International settlements, however, like any other public relations can be considered through different prisms. For a private person, rarely enters into these relations, it can be very difficult, undesirable, and forced interaction with contractors and other persons. For institutional entity, an entrepreneur risky, but technologically necessary for business operation. For the sovereign public entities is a way of maintaining the socio-economic balance in the world[6].
Chapter 1
International settlements is a part of monetary and financial relations
1.1. The evolution of the global monetary system as a factor development of the international monetary and financial relations
International monetary system-enshrined in international agreements, a form of organization of monetary and financial relations, which operate independently or serving the international movement of goods and factors of production[7].
Monetary and financial system is a necessary step to promote international trade in goods, financial instruments and the movement of factors of production. It consists of two elements. Currency components of the system is the national currency, the terms of their mutual convertibility and circulation, exchange rate parity, exchange rates and national and international mechanisms of its regulation.
Financial elements of the system are the international financial markets and trading mechanisms to specific financial instruments – currency, securities, and loans.
Independent element of the international financial system is the international settlements, serving as the movement of goods and factors of production and financial instruments.
International financing mechanisms are key elements of macroeconomic adjustment, which is carried out in the country's open economy.
Currency is divided according to its membership to:
– the national currency – legal tender in the issuing of countries;
– foreign currency – legal tender in other countries, used in that country.
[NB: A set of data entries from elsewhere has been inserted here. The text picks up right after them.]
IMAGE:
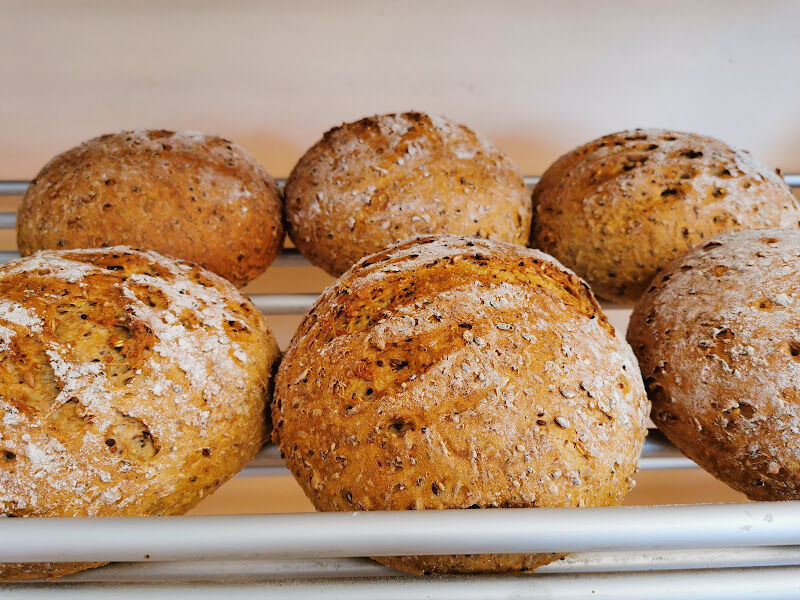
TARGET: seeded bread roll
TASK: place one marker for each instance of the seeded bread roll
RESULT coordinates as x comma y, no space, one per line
130,384
188,195
618,209
450,372
718,340
371,183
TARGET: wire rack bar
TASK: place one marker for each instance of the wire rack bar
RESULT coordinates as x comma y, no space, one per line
354,534
326,568
773,583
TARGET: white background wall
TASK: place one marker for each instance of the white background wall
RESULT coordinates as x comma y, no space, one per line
536,77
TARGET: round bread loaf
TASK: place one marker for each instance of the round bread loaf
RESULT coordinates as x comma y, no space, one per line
452,372
371,183
188,195
618,209
130,384
718,340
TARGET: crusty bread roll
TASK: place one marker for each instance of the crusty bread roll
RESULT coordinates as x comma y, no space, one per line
371,183
618,209
130,384
718,340
188,195
453,372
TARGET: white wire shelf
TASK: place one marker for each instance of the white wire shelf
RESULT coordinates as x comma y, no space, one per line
749,550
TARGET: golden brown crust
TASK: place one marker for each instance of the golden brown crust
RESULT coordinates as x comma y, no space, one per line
469,563
618,209
371,183
188,195
130,384
716,337
451,372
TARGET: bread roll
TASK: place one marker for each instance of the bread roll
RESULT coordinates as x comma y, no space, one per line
130,384
450,372
618,209
188,195
369,184
718,340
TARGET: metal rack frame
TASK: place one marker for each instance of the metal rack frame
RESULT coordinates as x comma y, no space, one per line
747,550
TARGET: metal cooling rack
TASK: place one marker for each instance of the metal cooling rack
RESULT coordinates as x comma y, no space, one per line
725,551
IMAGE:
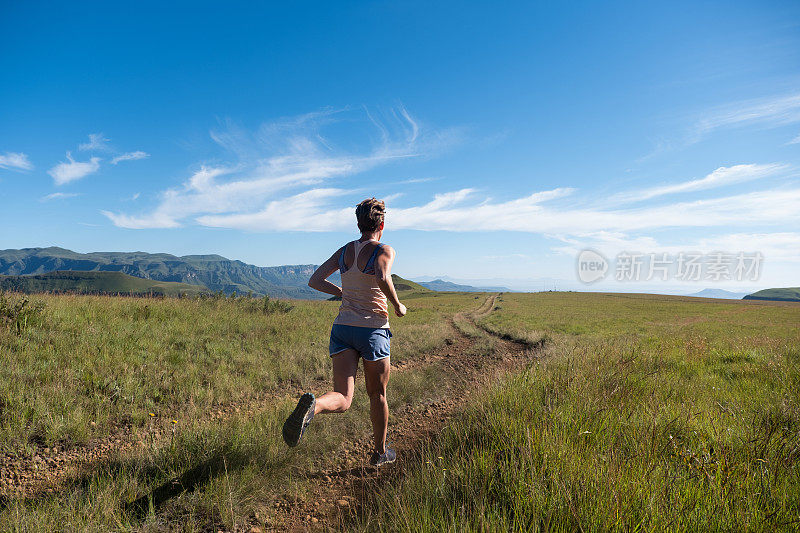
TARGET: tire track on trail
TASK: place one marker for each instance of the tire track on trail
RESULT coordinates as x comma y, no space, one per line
339,490
337,495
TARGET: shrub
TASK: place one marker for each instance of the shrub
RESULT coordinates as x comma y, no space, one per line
18,312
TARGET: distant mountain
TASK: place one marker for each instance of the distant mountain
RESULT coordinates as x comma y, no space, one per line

Classifications can be varied for different characters, in order to achieve the objectives of the study relevant is the following: reserve currency – the currency in which the state held its liquid international reserves used to cover the negative balance of payments.
Generally accepted in the world currency, which is accumulated by central banks in foreign exchange reserves. It serves as an investment asset, is a method of determining the exchange parity used as a tool of foreign exchange intervention, if necessary, as well as for the central bank for international settlements.
The most important characteristic is the degree of currency convertibility them – the ability of residents and non-free and unrestricted exchange and use in transactions with real financial assets.
From the standpoint of balance of payments is convertible for current transactions, capital transactions and complete, and in terms of residents – domestic and foreign.
The classification of exchange rate systems based on what is recognized as a reserve asset, that is, with the help of an asset can be settled by the imbalances in international payments. By this criterion standard monetary systems are divided into gold, gold exchange, devising. During different periods of history such assets were gold, the dollar convertible into gold at a fixed rate, any currency accepted for international payments, but above all, freely usable currencies.
The gold standard was based on the formalization of the countries of the gold content per unit of domestic currency liabilities of central banks buy and sell domestic currency in exchange for gold. Gold exchange standard based on the officially established fixed parities of currencies against the U.S. dollar, which in turn was convertible into gold at a fixed rate. The main features of the standard devising lies in the fact that countries can use any system of exchange rates of their choice – a fixed or floating, established unilaterally or through multilateral agreements. The IMF has the authority to oversee the development of exchange rates and arrangements for their establishment. Abolished the official price of gold, and eliminated its role as the official means of payment between the IMF and its members. As an additional reserve asset, special drawing rights (SDRs).